On July 1, 1859, the Hunting Island lighthouse emitted its first beacon of light from the coast of Hunting Island, SC, protecting ships from sandbars and the treacherous currents that lie beneath the surface along our coast.
Then, the Civil War started, and Beaufort SC was a popular southern port coveted by both the South and the North.
What lots of folks are not aware of is that in 1861, the original Hunting Island lighthouse was destroyed by retreating Confederate soldiers in order to slow the Union Navy from its arrival to Beaufort SC.
It was rebuilt again after the war and was completed in 1875.

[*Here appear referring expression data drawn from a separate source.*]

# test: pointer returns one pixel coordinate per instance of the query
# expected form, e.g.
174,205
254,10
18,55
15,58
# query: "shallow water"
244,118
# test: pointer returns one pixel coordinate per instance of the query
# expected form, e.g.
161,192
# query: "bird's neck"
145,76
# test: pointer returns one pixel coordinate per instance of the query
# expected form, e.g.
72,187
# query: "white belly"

But, that’s not all. It was actually more than a mile further out in the ocean than where it stands today. It was dismantled after an August 1887 storm eroded so much of the beach that after it ended, the lighthouse stood only 150 away from the ocean. It was then moved to its current location on Hunting Island.
Luckily, and quite intelligently, the original lighthouse was constructed out of cast iron plates that could be dismantled. All that was needed was the unbolting of the steel plates; a tramway built for carrying the pieces by makeshift rail car; and reassembling in its new spot.
Its beacon is very bright, shining some 17 miles out to sea. Fitted with a Fresnel lens; a type of composite compact lens originally developed by French physicist Augustin-Jean Fresnel for lighthouses. It has been called “the invention that saved a million ships.”
The design allows the construction of lenses of large aperture and short focal length without the mass and volume of material that would be required by a lens of conventional design. A Fresnel lens can be made much thinner and can capture more oblique light from a light source, thus allowing the light from a lighthouse equipped with one to be visible over greater distances.
After 144 years, the beacon still works at the Hunting Island Lighthouse, although with modern navigation lighthouses are no longer necessary.
When you’re visiting Beaufort, make sure you go and see it at Hunting Island State Park. It’s one of the many reasons that you won’t want to go home, and it’s one of the many reasons why most long to relocate to Beaufort after they’ve gone home after a nice vacation, realizing just how beautiful the entire Beaufort area really is.